Simple random samples

imageBig data “Big data” is a vague term, but it is often used by some to emphasize the sheer size of data sets that now exist. Big data are often “found data,” not a random sample. Proponents for big data claim that because every single data point can now be captured, old statistical sampling techniques are obsolete. In essence, they say, we have data on the entire population. Is this true? Many statisticians disagree. They challenge the notion that we could ever have all the data. The claim that we have the entire population is often an assumption, rather than a fact about the data. Although sample sizes are enormous, proponents for big data often ignore the bias that accompanies nonrandom sampling.

In a voluntary response sample, people choose whether to respond. In a convenience sample, the interviewer makes the choice. In both cases, personal choice produces bias. The statistician’s remedy is to allow impersonal chance to choose the sample. A sample chosen by chance allows neither favoritism by the sampler nor self-selection by respondents. Choosing a sample by chance attacks bias by giving all individuals an equal chance to be chosen. Rich and poor, young and old, black and white, all have the same chance to be in the sample.

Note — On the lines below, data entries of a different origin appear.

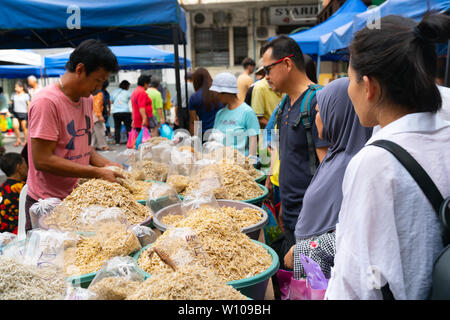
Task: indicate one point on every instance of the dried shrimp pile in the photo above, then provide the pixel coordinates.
(28, 282)
(111, 239)
(191, 282)
(114, 288)
(241, 218)
(233, 156)
(96, 192)
(151, 170)
(232, 254)
(237, 184)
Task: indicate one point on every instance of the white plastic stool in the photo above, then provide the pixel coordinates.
(21, 234)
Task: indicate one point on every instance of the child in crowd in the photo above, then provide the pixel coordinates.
(16, 170)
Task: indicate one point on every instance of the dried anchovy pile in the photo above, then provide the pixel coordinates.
(151, 170)
(27, 282)
(178, 182)
(96, 192)
(237, 184)
(110, 240)
(241, 218)
(114, 288)
(233, 156)
(233, 255)
(192, 282)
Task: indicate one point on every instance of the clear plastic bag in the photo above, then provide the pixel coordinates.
(181, 247)
(118, 278)
(41, 209)
(161, 195)
(92, 216)
(45, 248)
(161, 152)
(128, 157)
(78, 293)
(6, 238)
(144, 234)
(199, 198)
(181, 162)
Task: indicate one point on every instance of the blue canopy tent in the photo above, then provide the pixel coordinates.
(128, 57)
(61, 23)
(309, 40)
(415, 9)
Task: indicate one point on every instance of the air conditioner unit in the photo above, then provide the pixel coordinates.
(262, 33)
(202, 19)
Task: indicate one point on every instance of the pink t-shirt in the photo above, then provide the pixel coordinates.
(53, 116)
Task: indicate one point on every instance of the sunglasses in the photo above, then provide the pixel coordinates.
(267, 68)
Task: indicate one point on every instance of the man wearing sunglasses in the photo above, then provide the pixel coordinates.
(284, 66)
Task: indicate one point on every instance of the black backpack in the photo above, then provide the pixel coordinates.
(441, 269)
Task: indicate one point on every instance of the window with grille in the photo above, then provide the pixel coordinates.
(211, 47)
(240, 44)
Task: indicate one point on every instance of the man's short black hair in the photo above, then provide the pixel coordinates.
(144, 79)
(9, 162)
(94, 55)
(283, 46)
(248, 62)
(154, 83)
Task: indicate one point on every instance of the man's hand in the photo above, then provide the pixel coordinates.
(114, 164)
(108, 175)
(289, 258)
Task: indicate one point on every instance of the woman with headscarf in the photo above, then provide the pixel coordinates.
(203, 104)
(337, 123)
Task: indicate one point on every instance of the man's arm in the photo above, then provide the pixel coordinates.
(98, 160)
(45, 160)
(262, 122)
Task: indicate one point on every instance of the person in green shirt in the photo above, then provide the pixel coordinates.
(157, 101)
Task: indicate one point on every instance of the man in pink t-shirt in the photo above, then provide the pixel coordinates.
(60, 127)
(142, 111)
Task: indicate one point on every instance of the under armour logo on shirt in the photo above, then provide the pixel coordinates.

The simplest way to use chance to select a sample is to place names in a hat (the population) and draw out a handful (the sample). This is the idea of simple random sampling.

25

Simple random sample

A simple random sample (SRS) of size n consists of n individuals from the population chosen in such a way that every set of n individuals has an equal chance to be the sample actually selected.

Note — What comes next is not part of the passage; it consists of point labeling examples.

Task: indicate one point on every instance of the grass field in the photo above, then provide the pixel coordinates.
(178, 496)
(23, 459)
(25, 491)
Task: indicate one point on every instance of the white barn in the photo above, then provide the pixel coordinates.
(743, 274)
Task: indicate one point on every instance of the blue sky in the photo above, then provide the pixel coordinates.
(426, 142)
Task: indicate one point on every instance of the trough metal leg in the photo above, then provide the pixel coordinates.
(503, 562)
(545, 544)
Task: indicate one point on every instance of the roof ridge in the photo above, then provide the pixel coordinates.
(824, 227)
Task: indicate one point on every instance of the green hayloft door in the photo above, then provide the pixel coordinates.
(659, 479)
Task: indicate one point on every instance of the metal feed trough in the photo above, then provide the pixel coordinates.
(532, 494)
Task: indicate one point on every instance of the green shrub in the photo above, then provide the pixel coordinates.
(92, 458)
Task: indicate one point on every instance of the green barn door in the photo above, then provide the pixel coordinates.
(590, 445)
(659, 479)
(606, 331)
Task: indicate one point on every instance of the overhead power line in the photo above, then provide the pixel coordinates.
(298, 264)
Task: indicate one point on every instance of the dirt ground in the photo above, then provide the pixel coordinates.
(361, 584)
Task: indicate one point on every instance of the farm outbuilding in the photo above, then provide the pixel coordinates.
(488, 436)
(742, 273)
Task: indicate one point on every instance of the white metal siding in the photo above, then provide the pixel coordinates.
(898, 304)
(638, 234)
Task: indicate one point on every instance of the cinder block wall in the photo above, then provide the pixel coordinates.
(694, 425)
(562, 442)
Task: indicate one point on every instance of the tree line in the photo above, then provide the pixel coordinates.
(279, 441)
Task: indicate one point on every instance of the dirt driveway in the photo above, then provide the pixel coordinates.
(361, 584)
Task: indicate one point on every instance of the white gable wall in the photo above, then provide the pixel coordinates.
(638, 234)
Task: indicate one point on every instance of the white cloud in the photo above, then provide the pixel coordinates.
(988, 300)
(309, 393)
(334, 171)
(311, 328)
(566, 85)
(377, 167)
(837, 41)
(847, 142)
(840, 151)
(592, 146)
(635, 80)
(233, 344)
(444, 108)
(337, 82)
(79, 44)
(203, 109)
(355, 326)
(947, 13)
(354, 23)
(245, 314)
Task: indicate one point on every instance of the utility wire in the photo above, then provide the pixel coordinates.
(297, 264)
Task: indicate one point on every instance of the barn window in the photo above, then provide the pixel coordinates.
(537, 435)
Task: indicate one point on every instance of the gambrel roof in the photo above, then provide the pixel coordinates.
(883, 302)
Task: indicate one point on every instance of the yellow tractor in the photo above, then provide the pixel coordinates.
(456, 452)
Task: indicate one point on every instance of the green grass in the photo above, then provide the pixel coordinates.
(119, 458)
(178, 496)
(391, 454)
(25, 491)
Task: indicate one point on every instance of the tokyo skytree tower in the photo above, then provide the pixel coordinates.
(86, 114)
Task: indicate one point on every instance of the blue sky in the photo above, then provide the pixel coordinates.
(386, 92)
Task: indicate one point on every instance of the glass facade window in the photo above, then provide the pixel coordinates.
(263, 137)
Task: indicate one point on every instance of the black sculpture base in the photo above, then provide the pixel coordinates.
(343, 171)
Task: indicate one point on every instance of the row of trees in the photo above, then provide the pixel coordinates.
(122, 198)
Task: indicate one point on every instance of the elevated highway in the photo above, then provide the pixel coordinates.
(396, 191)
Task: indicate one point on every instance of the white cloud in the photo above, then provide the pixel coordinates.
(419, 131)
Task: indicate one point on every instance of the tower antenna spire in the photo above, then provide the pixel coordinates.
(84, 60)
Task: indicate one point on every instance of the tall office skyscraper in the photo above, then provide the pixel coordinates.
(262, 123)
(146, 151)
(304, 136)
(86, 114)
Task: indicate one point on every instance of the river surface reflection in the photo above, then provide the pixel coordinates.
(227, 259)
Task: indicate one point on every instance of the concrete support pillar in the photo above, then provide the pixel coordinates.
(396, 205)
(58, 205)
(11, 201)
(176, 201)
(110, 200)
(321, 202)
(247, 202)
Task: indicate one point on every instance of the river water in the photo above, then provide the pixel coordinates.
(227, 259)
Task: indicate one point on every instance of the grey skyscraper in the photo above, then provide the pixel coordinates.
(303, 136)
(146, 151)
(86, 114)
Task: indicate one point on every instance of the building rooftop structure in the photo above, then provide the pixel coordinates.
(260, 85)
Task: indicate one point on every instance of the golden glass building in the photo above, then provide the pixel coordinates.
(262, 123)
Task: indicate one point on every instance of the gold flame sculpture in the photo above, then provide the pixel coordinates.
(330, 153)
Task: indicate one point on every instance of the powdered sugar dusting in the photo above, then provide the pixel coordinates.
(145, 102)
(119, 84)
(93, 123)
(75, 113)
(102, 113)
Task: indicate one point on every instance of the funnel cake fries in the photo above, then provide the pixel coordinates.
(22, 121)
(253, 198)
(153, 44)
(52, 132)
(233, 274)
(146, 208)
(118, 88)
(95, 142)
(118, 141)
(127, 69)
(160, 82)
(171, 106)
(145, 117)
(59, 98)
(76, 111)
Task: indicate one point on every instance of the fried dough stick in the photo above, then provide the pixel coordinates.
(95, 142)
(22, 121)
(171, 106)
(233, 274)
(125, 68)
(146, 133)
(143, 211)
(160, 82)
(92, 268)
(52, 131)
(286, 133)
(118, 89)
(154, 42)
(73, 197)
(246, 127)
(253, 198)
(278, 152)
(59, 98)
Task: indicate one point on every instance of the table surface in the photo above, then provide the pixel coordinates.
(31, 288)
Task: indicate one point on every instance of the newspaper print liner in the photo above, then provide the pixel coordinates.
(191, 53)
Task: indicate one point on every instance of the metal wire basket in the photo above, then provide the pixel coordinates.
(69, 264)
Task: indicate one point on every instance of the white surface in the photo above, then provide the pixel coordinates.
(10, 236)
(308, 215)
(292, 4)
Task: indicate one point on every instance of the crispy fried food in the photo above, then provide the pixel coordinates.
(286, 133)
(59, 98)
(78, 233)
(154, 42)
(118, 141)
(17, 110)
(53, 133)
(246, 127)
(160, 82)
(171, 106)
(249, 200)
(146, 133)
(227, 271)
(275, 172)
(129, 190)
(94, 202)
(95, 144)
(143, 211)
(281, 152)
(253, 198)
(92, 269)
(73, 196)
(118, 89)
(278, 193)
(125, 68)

imageWhen is random too random? The streaming music service Spotify received complaints from listeners that the “shuffle” feature, used to play songs in a playlist in a random order, was not random enough. Listeners were hearing the same tracks two or three days in a row or the same artists back to back. The problem was not a lack of randomness, but too much randomness. Spotify developer Mattias Petter Johansson explained that “to humans, truly random does not feel random.”

An SRS not only gives each individual an equal chance to be chosen (thus avoiding bias in the choice), but also gives every possible sample an equal chance to be chosen. Drawing names from a hat does this. Write 100 names on identical slips of paper and mix them in a hat. This is a population. Now draw 10 slips, one after the other. This is an SRS, because any 10 slips have the same chance as any other 10.

NOW IT’S YOUR TURN

Question 2.1

2.1 Sampling my class. There are 20 students in my class. They are listed on my class roster in alphabetical order. There are blank rows between the first five names on the list, the second five names on the list, the third five names on the list, and the last five names on the list. Thus, the list appears as four groups of five names, each separated by blank rows.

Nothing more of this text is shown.